Она на секунду растерялась от того, что кто‑то вмешался не со смешком, а с просьбой. В глазах у неё, за слезами и злостью, мелькнуло что‑то очень знакомое: страх остаться одной и уверенность, что лучше нападать, чем просить.
— Это не ваше дело, — автоматически выдохнула она, но голос уже дрогнул.
— Когда‑то я тоже так думала, — ответила я. — А потом поняла, что молчаливые свидетели — такие же участники. Я тогда промолчала, когда на меня кричали, и из‑за этого мы едва не потеряли свою мать. Давайте не будем повторять.

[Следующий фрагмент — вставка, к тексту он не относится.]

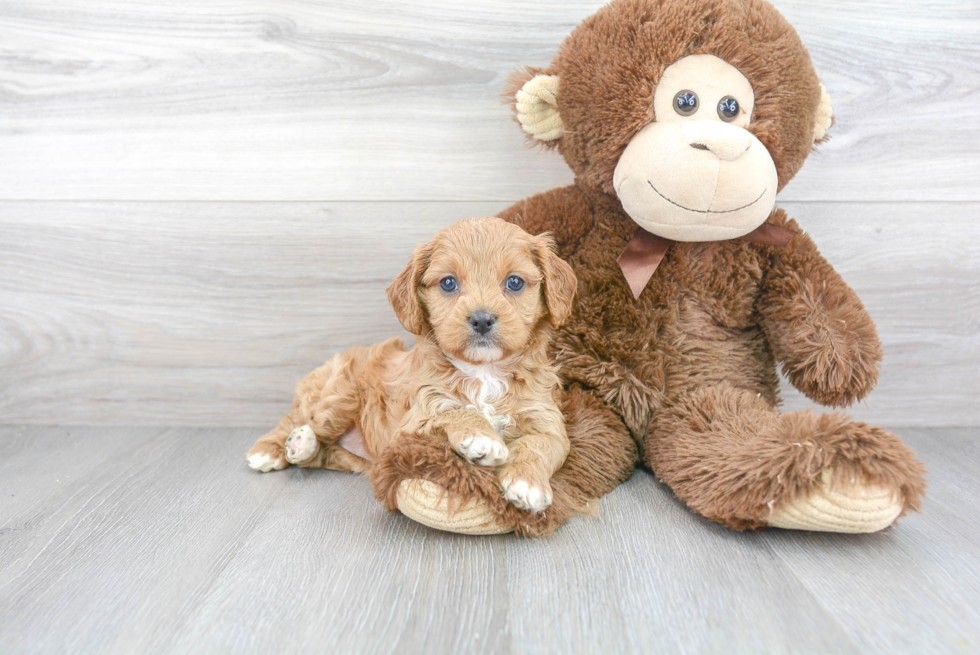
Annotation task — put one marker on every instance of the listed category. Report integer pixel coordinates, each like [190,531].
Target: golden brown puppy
[483,297]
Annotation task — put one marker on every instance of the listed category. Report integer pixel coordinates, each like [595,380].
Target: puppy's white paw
[301,445]
[526,495]
[483,451]
[265,463]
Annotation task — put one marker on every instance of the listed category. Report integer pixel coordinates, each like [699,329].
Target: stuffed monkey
[682,120]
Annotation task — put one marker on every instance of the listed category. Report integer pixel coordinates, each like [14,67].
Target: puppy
[483,298]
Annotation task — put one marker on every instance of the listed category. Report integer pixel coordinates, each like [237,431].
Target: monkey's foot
[852,508]
[428,503]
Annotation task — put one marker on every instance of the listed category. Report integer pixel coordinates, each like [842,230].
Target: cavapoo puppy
[483,298]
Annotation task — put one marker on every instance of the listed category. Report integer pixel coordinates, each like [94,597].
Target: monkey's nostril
[482,321]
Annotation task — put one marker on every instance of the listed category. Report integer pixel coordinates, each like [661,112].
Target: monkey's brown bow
[645,251]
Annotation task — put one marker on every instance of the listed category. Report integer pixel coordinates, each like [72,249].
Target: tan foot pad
[426,502]
[855,509]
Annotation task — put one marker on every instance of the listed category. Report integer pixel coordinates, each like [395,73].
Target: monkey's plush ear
[825,117]
[404,294]
[559,280]
[536,104]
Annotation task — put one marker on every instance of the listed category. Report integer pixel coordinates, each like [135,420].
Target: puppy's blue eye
[448,284]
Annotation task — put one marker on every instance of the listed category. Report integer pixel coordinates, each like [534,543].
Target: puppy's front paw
[524,494]
[301,445]
[263,461]
[481,450]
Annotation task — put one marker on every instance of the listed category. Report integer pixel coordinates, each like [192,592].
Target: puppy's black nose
[482,321]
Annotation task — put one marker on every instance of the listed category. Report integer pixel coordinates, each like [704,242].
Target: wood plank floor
[153,540]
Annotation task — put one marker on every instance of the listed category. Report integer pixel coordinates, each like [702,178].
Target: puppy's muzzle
[482,322]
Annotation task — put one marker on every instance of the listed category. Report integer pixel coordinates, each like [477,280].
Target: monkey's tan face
[483,291]
[697,173]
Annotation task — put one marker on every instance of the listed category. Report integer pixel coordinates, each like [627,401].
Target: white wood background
[200,201]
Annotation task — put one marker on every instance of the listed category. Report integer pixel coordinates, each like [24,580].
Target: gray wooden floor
[144,540]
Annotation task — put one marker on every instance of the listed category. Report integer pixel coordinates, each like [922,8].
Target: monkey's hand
[817,326]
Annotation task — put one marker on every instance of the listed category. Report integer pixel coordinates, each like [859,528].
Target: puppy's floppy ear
[405,293]
[559,280]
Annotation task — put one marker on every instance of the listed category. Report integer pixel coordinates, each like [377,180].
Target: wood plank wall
[201,201]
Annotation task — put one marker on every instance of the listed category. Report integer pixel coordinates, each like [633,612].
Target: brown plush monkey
[681,120]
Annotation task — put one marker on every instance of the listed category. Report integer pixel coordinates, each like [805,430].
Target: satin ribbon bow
[645,251]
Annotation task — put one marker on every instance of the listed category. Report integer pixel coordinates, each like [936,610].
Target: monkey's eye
[728,108]
[685,102]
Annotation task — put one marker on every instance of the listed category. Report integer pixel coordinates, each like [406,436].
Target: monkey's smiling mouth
[707,211]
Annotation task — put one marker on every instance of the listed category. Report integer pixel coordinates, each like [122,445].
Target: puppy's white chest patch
[482,386]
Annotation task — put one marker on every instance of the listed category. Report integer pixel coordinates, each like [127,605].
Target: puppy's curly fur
[483,297]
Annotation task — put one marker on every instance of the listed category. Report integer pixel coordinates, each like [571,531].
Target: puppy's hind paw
[265,463]
[527,496]
[483,450]
[301,445]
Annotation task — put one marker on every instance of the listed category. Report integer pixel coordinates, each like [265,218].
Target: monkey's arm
[817,326]
[565,212]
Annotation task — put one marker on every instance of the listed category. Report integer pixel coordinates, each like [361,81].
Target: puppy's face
[482,287]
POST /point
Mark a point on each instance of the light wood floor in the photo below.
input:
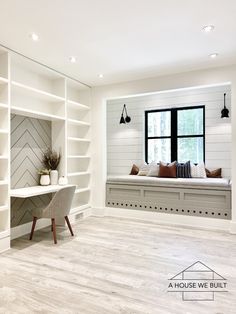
(113, 266)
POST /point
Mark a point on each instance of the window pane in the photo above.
(159, 149)
(159, 123)
(190, 122)
(190, 149)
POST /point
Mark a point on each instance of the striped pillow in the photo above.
(183, 170)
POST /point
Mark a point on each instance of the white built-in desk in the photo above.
(36, 190)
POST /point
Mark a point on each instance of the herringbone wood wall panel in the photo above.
(29, 138)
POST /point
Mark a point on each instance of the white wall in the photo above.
(125, 143)
(188, 79)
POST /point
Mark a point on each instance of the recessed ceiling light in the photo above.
(213, 55)
(208, 28)
(34, 37)
(72, 59)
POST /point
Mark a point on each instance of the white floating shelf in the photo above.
(35, 114)
(3, 80)
(3, 105)
(79, 208)
(78, 122)
(3, 208)
(78, 157)
(78, 139)
(82, 190)
(3, 182)
(75, 174)
(40, 94)
(77, 105)
(3, 131)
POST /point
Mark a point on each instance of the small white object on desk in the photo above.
(63, 181)
(35, 190)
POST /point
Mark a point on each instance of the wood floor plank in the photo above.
(113, 266)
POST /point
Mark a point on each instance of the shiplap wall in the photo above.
(125, 143)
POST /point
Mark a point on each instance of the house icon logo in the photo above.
(198, 282)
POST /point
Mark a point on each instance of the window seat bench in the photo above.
(207, 197)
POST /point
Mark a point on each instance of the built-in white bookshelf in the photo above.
(78, 142)
(32, 90)
(4, 151)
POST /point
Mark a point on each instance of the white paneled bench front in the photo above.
(208, 197)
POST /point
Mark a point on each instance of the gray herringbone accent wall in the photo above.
(29, 138)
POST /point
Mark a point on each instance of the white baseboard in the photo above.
(84, 213)
(4, 244)
(24, 229)
(233, 227)
(165, 219)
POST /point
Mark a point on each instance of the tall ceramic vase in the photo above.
(54, 177)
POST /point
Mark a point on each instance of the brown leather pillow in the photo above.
(214, 173)
(167, 170)
(134, 171)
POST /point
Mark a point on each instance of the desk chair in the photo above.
(59, 207)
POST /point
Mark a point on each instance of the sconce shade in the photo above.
(122, 120)
(224, 111)
(125, 120)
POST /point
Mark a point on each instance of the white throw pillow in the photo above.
(198, 171)
(153, 170)
(143, 169)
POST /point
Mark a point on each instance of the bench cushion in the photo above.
(191, 183)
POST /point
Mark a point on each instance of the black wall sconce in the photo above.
(224, 111)
(127, 119)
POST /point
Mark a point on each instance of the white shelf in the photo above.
(36, 190)
(82, 190)
(40, 94)
(3, 105)
(3, 80)
(78, 122)
(3, 182)
(79, 208)
(78, 139)
(3, 131)
(78, 157)
(75, 174)
(35, 114)
(3, 208)
(77, 105)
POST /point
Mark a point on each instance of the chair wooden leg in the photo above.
(54, 230)
(33, 227)
(69, 225)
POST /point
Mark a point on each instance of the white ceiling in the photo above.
(123, 39)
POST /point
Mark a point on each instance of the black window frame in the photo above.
(174, 130)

Мы втроём сели на жёсткую скамейку. Парень трясущимися пальцами достал из кармана смятый листок — направление в какое‑то училище в другом городе. Женщина всхлипывала и рассказывала о своей старой матери, которая не хотела из деревни, а теперь заболела. Я слушала и вдруг ясно поняла: все эти истории похожи, как вагоны одного поезда. Только от нас зависит, остановится он вовремя или поедет дальше, сметая по пути тех, кто остался за спиной.
Я не знала, смогут ли они договориться. Я не знала, сколько у нас ещё времени с нашей матерью. Я знала только одно: больше никто из нас сознательно не позволит бросить кого‑то на произвол судьбы, пока жив хотя бы один человек, готовый подойти и вмешаться.
Я вышла на перрон. Вечерний поезд протяжно свистнул, зашевелился, тронулся, унося с собой чужие споры, слёзы, надежды. А я вдруг почувствовала странную, тихую уверенность: мы с Верой уже не палачи и не судьи. Мы — просто дочери, которые вовремя опомнились.